Windows sends the debugger a specific set of events, you can find them in the documentation of WaitForDebugEvent.
One of these events is CREATE_THREAD_DEBUG_INFO
, which is sent when Windows has created but not yet started the thread.
In Windows, process and thread creation happens in the kernel but their final initialization steps happen in userspace (unless it's a picoprocess, which we won't address here). The DLL ntdll.dll
is mapped in the thread just after it's been created and the thread context's RIP
is set to point to one of this DLL's functions.
This function will perform the necessary initializations and then jump to the address given in CreateThread
or similar. This function is kind of a wrapper for threads.
It is quite granted that thread start happens when the first instruction of the initialization function is about to execute (think of it as if Windows had set a breakpoint there).
The thread entry is, instead, just the address given to the thread creation API. It is important because it is the actual code the caller intended to be executed. In fact, for debugging or RE purposes, you can almost (if not always) ignore the thread start event.

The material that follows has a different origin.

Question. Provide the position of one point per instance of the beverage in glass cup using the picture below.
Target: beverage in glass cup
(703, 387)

Let's do an example. Consider this simple 64-bit program.
BITS 64
EXTERN CreateThread
GLOBAL _start
SECTION .text
_start:
and rsp, -16
push 0
push 0
sub rsp, 20h
xor r9, r9
lea r8, [REL _thread1]
xor edx, edx
xor ecx, ecx
call CreateThread
.loop:
TIMES 1000 pause
jmp .loop
_thread1:
TIMES 1000 pause
jmp _thread1
All it does is create a thread pointing to a sled of pause
instructions executed in a loop. The main thread will also execute a similar, but different, loop.
The purpose of the loop is to have the RIP
of the threads change but still not being inside a Windows API. Any instruction in the loop, granted it doesn't fault, will be fine. I picked pause
, because :)
Assemble and link the program.
Open x64dbg, open the program, and then set the Thread start and Thread entry events.

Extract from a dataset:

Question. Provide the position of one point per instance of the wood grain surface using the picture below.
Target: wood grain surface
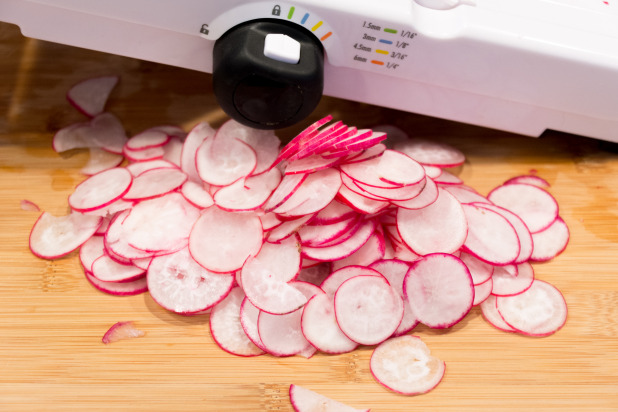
(52, 320)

Now press F9 to reach the program entry point and press F9 again to let it go. The debugger will be notified of the new thread creation.
Note that the execution stopped at the beginning of RtlUserThreadStart
. This is always the case for my version of Windows (Windows 7 something). It makes sense, given the introduction at the beginning of this answer.
Also note that the thread entry point is in rcx
, meaning it is the first parameter for RtlUserThreadStart
.
Now, this was the event that Windows sent to the debugger, so it's natural the execution stopped here.
But the thread entry event doesn't exist, what is x64dbg doing here?
You can unveil this mystery by looking at the breakpoint tab.
You see that the debugger set a one-time (i.e. it will be removed automatically by the debugger itself) breakpoint at the thread entry point.
So, while Windows doesn't offer support for generating a debug event when a thread first starts executing its user code, a debugger can emulate it easily by putting a breakpoint there before the thread actually start.
Note that this means the debugger always react to the thread start events, when disabled in the options it will simply not stop, show and wait for you to do something.
Pausing and resuming the thread doesn't change the thread entry point, which is fixed at thread creation.
x64dbg has a threads tab that allows the user to suspend and resume the threads. Playing with it doesn't change the thread entry point, just the RIP
s that still point somewhere in the two loops (that exists for easing this test).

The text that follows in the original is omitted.